Note, it’s no more derogatory than those evening guests who immediately check everything you say on their cell phones. No more way to amuse the gallery with your revelations and your original knowledge. There is always someone who draws his Google to break your effect. There was a time when, at a dinner party, we would spend hours (without a cellphone!) researching who had made such an improbable film with such a deceased actress, where we would try in chorus to remember lines, where we would debate of the number of German emigrants in Brazil at the origin of the last Gisele Bündchen… Not to mention the lyrics of the songs, the hit parade of the best trattorias in Venice and the price of the apartments. It was both erudite and light. We had together vibrated, reflected, commented, criticized, deliberated. It was part of our “general culture”. From the wild dissertation to the bottom.

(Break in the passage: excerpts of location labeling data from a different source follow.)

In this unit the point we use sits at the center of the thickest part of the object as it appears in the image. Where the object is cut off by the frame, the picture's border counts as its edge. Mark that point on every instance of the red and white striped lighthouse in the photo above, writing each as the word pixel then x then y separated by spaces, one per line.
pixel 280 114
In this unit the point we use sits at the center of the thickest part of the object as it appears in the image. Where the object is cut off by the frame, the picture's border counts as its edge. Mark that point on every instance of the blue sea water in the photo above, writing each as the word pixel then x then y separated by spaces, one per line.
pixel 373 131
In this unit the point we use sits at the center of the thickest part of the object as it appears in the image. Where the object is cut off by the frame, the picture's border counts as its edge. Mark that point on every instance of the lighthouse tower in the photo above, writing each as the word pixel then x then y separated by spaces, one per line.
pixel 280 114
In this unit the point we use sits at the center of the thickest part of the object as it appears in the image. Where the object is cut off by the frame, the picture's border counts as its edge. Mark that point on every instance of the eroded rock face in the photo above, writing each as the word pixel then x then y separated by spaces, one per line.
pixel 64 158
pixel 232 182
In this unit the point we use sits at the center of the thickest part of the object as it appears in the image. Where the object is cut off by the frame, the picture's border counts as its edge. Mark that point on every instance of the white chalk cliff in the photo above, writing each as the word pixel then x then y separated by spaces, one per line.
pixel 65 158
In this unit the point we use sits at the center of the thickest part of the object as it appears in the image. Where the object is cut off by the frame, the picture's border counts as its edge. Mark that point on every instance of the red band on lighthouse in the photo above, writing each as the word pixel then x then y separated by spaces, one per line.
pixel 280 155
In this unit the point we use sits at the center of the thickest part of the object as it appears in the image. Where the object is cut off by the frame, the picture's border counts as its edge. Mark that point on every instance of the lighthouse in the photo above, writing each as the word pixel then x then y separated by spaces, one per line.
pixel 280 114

Well, good news, not everything is screwed up: this is precisely what our “illiterate” young people are looking for, and it hasn’t changed in ten years, over the course of educational surveys: they want “interactive courses” , “teachers who dialogue” and force them to “deepen”, who “are interested in them, in their problems”, who “take into account their individual personality”, in short, the teacher as an intellectual “entertainer”… Consequence , in some college classes now, it’s like in the evening: there is a permanent hubbub, a verbal ping-pong and even a physical back and forth to “oxygenate the brain”. Often, it exhausts teachers and misleads struggling students. We stop, we question, we dispute, we move from one subject to another. In fact, we behave in class as before in our dinners without cell phones. Like in 1989, when Sylvie Germain published “Days of Wrath”, “too complicated” for our kids threatened with acute debility.